Minimum = 42, \(Q_1\) = 58, Median = 67, \(Q_3\) = 78, Maximum = 95

(a) Calculate the interquartile range.

(b) Determine whether a score of 105 would be considered an outlier.

(c) Comment on the skewness of the distribution.

Solution:

(a) IQR:

\[ \text{IQR} = Q_3 - Q_1 = 78 - 58 = 20 \]

IQR = 20 marks

(b) Outlier Test:

Lower boundary: \(Q_1 - 1.5 \times \text{IQR} = 58 - 1.5(20) = 58 - 30 = 28\)

Upper boundary: \(Q_3 + 1.5 \times \text{IQR} = 78 + 1.5(20) = 78 + 30 = 108\)
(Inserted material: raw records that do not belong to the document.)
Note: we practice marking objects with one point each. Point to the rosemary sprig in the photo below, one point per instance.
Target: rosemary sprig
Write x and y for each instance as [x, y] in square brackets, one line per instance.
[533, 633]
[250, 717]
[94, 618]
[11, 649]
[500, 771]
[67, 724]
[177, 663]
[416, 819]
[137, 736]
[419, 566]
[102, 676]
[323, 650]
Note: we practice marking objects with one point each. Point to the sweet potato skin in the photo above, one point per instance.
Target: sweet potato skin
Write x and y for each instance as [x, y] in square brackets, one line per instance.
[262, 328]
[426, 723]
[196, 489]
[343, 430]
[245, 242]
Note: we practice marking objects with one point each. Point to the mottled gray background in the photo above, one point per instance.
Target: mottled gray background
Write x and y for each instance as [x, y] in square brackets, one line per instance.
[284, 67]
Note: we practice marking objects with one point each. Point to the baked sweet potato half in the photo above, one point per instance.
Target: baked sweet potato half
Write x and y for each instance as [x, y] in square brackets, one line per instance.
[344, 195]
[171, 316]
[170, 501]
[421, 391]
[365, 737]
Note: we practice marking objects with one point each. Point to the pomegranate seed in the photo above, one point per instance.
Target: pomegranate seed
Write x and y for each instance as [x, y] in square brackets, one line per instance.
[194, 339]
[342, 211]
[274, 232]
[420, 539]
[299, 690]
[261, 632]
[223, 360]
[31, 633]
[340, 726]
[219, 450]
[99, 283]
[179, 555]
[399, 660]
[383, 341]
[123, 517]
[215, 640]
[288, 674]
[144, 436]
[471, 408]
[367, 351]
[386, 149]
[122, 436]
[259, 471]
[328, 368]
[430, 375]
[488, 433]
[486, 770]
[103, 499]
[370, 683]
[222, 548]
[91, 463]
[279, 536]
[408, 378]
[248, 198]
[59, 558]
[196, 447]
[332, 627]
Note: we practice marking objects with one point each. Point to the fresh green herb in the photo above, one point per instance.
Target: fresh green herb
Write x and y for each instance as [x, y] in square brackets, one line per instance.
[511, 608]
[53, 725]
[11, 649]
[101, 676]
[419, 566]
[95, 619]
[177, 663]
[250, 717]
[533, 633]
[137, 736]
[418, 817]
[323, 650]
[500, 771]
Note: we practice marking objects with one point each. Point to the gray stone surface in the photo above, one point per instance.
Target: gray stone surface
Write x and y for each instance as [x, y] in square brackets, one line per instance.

Since \(105 < 108\), a score of 105 would NOT be considered an outlier.

(c) Skewness:

Looking at the box plot structure:

  • Median (67) is closer to \(Q_1\) (58) than to \(Q_3\) (78)
  • Distance from \(Q_1\) to Median = 67 - 58 = 9
  • Distance from Median to \(Q_3\) = 78 - 67 = 11
  • Right whisker (95 - 78 = 17) is longer than left whisker (58 - 42 = 16)

The distribution is slightly positively skewed (skewed to the right) because the upper half of the data is more spread out than the lower half.
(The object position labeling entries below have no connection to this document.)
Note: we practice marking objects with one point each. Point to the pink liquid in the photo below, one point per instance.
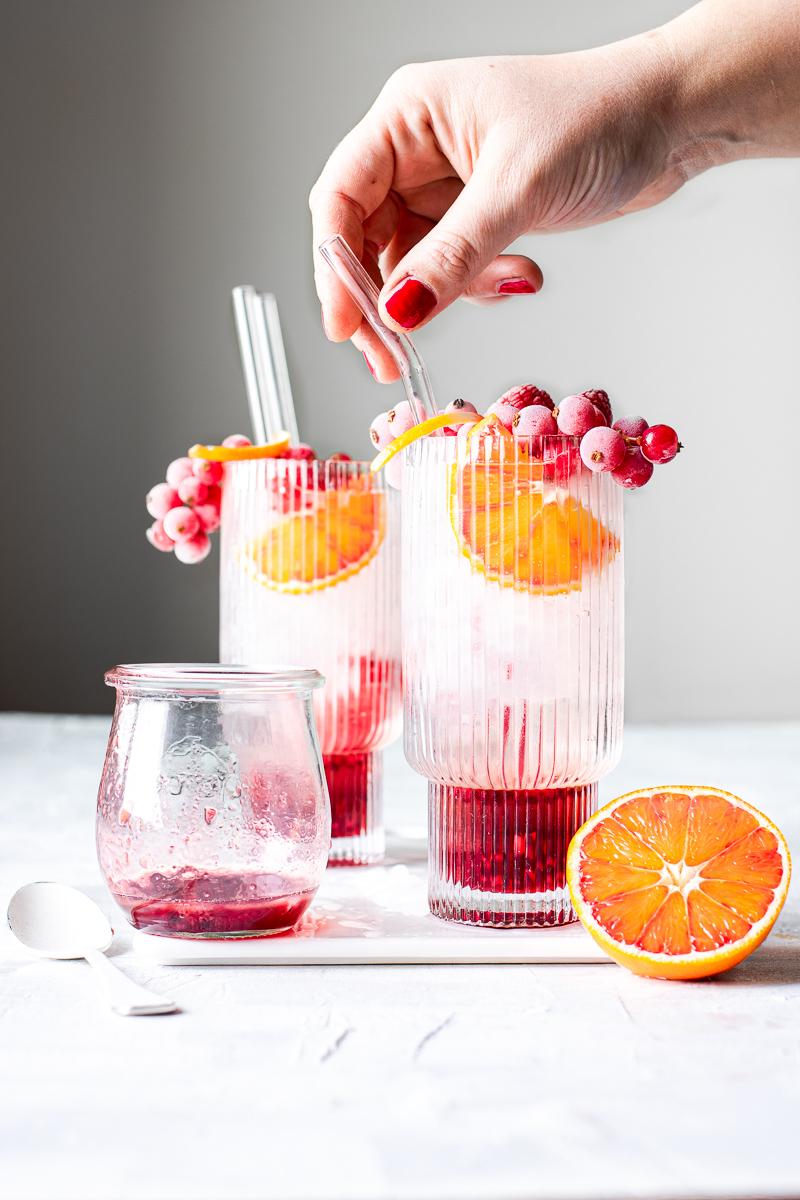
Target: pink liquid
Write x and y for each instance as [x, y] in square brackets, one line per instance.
[348, 783]
[487, 845]
[356, 726]
[193, 904]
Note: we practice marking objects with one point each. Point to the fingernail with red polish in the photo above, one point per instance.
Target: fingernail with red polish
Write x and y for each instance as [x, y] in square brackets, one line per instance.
[410, 303]
[516, 288]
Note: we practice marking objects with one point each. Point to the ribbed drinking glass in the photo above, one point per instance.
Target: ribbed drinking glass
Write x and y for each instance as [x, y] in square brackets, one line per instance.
[512, 605]
[310, 575]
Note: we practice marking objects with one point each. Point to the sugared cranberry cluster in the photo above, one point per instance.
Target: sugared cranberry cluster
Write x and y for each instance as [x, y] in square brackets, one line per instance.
[626, 448]
[186, 508]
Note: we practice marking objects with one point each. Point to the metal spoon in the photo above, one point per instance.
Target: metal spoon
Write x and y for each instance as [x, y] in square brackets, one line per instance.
[58, 922]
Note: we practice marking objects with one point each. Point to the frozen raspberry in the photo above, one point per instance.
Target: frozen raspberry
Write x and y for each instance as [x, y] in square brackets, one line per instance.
[181, 523]
[160, 499]
[194, 550]
[401, 419]
[178, 471]
[209, 472]
[599, 397]
[602, 449]
[536, 420]
[192, 491]
[157, 538]
[380, 433]
[660, 443]
[525, 395]
[576, 415]
[301, 453]
[631, 426]
[635, 471]
[208, 515]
Standard Deviation & Variance

Definition: Standard deviation (\(\sigma\) or \(s\)) measures the average distance of data points from the mean.
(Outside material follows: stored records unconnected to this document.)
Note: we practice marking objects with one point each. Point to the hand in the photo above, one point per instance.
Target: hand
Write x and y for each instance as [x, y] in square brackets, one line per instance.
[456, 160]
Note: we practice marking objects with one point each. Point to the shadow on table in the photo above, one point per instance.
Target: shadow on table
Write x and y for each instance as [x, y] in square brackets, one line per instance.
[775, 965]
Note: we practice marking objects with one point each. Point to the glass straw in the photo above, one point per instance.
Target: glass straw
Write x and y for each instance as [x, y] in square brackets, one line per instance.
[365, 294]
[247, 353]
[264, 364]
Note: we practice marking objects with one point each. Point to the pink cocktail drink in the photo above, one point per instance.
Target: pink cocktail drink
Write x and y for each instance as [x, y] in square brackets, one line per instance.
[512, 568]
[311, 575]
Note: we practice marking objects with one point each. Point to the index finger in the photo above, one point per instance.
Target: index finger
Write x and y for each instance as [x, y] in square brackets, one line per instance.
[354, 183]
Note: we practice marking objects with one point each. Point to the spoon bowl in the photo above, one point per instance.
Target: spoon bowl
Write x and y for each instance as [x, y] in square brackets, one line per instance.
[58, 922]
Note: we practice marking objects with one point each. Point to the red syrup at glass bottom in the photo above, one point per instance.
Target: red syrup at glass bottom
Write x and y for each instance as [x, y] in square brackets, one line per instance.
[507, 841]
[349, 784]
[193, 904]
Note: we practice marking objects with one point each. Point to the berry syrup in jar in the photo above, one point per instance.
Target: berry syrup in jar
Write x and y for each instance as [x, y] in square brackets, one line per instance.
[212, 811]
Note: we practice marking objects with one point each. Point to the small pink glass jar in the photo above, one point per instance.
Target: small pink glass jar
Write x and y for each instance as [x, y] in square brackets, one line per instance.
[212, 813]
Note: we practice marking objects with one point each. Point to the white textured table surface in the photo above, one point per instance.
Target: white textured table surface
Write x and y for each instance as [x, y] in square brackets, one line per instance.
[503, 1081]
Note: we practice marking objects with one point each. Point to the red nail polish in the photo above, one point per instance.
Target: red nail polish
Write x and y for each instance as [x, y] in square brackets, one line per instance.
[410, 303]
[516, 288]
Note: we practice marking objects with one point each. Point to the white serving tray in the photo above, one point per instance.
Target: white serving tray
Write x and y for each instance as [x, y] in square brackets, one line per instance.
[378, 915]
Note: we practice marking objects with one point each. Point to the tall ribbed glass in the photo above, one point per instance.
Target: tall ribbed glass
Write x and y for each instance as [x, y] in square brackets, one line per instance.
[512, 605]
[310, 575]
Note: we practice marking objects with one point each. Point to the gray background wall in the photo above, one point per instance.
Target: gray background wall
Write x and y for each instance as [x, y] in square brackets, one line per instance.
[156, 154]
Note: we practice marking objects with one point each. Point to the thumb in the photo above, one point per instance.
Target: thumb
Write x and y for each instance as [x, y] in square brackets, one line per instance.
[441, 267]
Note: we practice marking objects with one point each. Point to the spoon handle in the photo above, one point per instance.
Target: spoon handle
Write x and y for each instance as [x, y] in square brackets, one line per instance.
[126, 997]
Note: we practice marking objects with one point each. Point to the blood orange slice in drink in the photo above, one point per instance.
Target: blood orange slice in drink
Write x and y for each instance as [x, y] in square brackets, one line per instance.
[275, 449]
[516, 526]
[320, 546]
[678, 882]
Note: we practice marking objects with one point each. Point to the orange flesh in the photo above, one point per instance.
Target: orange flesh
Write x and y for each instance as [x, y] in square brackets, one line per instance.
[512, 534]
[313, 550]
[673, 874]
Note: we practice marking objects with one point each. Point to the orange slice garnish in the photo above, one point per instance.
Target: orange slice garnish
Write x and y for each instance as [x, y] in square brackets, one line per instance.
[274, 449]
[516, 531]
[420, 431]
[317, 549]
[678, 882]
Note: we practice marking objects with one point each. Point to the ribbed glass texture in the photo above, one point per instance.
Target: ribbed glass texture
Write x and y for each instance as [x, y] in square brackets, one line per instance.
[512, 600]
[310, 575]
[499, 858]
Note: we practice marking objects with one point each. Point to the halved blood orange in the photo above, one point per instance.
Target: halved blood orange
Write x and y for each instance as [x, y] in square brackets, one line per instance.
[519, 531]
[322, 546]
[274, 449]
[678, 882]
For ungrouped data (population):

\[ \sigma = \sqrt{\frac{\sum (x_i - \mu)^2}{n}} \quad \text{or} \quad \sigma = \sqrt{\frac{\sum x_i^2}{n} - \mu^2} \]

Variance: \(\sigma^2\)

For grouped data:

\[ \sigma = \sqrt{\frac{\sum f_i(x_i - \bar{x})^2}{\sum f_i}} \quad \text{or} \quad \sigma = \sqrt{\frac{\sum f_i x_i^2}{\sum f_i} - \bar{x}^2} \]

Interpretation:

  • Larger standard deviation → more spread out data
  • Smaller standard deviation → data clustered around mean
  • Standard deviation = 0 → all values are identical

⚠️ Common Pitfalls & Tips:

  • Always use your GDC for standard deviation calculations in exams
  • Make sure you know the difference between \(\sigma_n\) (population) and \(\sigma_{n-1}\) (sample) on your calculator
  • Standard deviation has the same units as the original data
  • Variance is in squared units

📊 Quick Reference Summary

Central Tendency

  • Mean: Average, affected by outliers
  • Median: Middle value, resistant to outliers
  • Mode: Most frequent value

Dispersion

  • Range: Max - Min
  • IQR: \(Q_3 - Q_1\)
  • Standard Deviation: Spread from mean

Visualizations

  • Histograms: Frequency distribution
  • Box Plots: Five-number summary
  • Cumulative Frequency: Running totals

Key Formulas

  • Outliers: \(Q_1 - 1.5 \times \text{IQR}\)
  • Freq Density: \(\frac{\text{Freq}}{\text{Width}}\)
  • Quartile positions: \(\frac{n}{4}\), \(\frac{3n}{4}\)

🖩 GDC Calculator Tips

  • Learn to enter data into lists for statistical analysis
  • Know how to find one-variable statistics (mean, median, \(Q_1\), \(Q_3\), \(\sigma\))
  • Practice creating box plots and histograms on your calculator
  • Understand the difference between \(\sigma_n\) and \(\sigma_{n-1}\) functions
  • Use statistical regression features for bivariate data

✍️ IB Exam Strategy

  1. Show all working – even when using GDC, write down formulas and key steps
  2. Use correct notation – \(\bar{x}\) for mean, \(Q_1\), \(Q_2\), \(Q_3\) for quartiles
  3. Include units – always state units in your final answer
  4. Round appropriately – typically 3 significant figures unless stated otherwise
  5. Draw accurate diagrams – use a ruler for box plots and axes
  6. Interpret in context – relate statistical findings back to the question scenario
  7. Check reasonableness – do your answers make sense in context?